Under the current regulations, foreign entities are not allowed to trade on commodity exchanges. This has buyers going for the over-the-counter (OTC) alternatives, the risks notwithstanding, leaving the Multi Commodity Exchange (MCX) and the National Commodities and Derivatives Exchange (NCDEX) with illiquid markets.
“Most of the buyers are overseas and are not permitted to trade on the exchanges. This leads them to go directly to sellers or act through a broker. In both cases, there is counter-party risk, which is not the case with an exchange,” said Vijay Kumar, chief business officer, NCDEX.
Carbon credits such as a certified emission reduction (CER) allow those holding them to emit a fixed amount of green house gases. They are awarded to entities that have reduced the amount of emissions to a level below their quota. The system was put in place to provide an incentive for lesser pollution.
The average value of transactions on the NCDEX was Rs 15.75 crore when trading began in April 2008. Trades have been sporadic since then. The last trade on the exchange was on September 10, worth just Rs 4.7 lakh.
On the MCX, CER trading began in June last year with average volumes of Rs 19.04 crore. The last trade on the exchange took place on October 12, with four contracts totalling Rs 8.6 lakh.
The number of trades, too, has dwindled — on the NCDEX, from 2,541 in the first month to just one this September; on the MCX, from 6,254 in June 2008 to just one so far this month.
“Early volumes were driven by some speculative interest in the carbon credit market, which has gone down after the initial burst,” said an expert, preferring anonymity.
The disappointing figures belie India’s potential for use of carbon credits. The country has a large number of clean development mechanism (CDM) projects, which allow industrialised countries to invest in projects that reduce emissions in developing countries as an alternative to more expensive emission reductions in their own countries.

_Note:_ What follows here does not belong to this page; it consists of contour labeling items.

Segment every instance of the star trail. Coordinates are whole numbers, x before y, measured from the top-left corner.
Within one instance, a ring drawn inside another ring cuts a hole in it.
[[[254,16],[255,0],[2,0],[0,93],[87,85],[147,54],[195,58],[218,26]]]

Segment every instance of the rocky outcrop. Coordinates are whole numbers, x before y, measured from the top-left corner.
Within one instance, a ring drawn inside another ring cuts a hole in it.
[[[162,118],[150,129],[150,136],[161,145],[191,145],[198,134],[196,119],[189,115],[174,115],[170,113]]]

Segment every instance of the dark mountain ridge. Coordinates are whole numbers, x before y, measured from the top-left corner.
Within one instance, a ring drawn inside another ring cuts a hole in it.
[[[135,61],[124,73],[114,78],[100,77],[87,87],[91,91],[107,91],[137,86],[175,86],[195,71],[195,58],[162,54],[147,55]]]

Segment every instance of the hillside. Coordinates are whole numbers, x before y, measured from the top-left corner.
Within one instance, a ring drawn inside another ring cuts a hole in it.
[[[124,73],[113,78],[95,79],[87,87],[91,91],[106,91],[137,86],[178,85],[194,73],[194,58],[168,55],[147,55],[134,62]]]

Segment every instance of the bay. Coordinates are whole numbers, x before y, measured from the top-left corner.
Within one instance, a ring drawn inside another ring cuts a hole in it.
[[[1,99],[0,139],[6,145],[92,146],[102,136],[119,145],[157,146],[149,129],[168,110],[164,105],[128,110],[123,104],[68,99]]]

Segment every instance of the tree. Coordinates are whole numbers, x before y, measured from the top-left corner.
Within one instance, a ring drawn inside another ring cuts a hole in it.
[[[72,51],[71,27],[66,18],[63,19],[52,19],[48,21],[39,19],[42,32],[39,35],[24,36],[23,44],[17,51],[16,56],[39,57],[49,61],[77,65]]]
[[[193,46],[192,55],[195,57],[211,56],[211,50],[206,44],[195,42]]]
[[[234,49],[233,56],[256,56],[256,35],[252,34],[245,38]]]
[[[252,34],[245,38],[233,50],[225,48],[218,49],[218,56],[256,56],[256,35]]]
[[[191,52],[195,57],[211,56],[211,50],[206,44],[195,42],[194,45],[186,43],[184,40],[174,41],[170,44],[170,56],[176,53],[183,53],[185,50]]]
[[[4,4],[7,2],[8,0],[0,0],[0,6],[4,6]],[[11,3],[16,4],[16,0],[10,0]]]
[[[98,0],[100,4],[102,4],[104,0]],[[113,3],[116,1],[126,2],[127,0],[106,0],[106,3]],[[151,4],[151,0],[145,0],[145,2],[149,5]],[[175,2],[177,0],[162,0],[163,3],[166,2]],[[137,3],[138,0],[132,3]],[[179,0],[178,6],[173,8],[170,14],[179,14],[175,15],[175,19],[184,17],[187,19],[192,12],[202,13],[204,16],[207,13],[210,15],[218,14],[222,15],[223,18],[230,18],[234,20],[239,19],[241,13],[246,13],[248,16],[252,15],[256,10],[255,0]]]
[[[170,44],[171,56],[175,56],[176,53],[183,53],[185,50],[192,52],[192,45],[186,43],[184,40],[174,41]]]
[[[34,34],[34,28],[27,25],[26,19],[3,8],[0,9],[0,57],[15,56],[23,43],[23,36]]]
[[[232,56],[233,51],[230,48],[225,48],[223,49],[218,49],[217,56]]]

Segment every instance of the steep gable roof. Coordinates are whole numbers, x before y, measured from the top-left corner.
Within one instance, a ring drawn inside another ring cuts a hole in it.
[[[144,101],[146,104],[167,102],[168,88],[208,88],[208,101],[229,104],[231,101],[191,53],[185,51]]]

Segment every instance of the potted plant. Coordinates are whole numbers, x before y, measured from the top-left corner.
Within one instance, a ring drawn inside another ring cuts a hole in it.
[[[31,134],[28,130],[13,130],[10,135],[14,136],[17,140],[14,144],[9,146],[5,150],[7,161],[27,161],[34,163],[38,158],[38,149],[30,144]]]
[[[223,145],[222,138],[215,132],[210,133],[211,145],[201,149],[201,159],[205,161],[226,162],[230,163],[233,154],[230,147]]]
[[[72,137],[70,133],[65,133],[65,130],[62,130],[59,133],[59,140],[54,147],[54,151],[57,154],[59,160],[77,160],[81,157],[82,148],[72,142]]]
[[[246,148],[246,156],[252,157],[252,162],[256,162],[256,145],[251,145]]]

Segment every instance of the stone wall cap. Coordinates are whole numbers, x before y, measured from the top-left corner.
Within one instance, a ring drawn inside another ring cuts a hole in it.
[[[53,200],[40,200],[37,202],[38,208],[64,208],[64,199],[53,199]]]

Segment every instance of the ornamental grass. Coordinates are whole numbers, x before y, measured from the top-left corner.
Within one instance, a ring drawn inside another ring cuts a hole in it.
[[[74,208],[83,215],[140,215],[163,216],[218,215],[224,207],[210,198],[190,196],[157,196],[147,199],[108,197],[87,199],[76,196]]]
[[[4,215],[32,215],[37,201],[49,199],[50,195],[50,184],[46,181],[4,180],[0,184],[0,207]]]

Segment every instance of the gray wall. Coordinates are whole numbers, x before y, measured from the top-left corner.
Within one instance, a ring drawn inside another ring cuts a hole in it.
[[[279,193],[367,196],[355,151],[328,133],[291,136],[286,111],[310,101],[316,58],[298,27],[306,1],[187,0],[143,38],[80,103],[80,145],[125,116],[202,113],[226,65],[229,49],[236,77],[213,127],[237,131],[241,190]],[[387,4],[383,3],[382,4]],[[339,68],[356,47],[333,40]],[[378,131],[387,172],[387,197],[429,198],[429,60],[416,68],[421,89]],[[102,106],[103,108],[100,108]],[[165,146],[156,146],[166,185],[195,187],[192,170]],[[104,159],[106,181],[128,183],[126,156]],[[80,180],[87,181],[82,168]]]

“India is the second-largest country for supply of CERs and has the largest number of CDM projects. In India, while there are many sellers, the actual buyers who are using the OTC markets are prevented from using commodity exchanges. If international firms are allowed to trade on domestic exchanges, it will give a fillip to creating a liquid market,” said Vijay Kumar.
MCX officials were not available for comment. Experts feel the carbon credits market will grow to as much as $5 trillion if major countries such as the US sign the Kyoto Protocol, a treaty to reduce global warming.
Meanwhile, the exchanges are looking forward to the passage of the Forward Contracts (Regulation) Amendment Bill, which would both define the regulation on carbon credits trading and introduce options based on them. Analysts say the Bill, if passed, would allow for options in carbon credits, boosting overall volumes. The passage of the Bill had earlier been blocked by the Left parties, which were then a part of the government.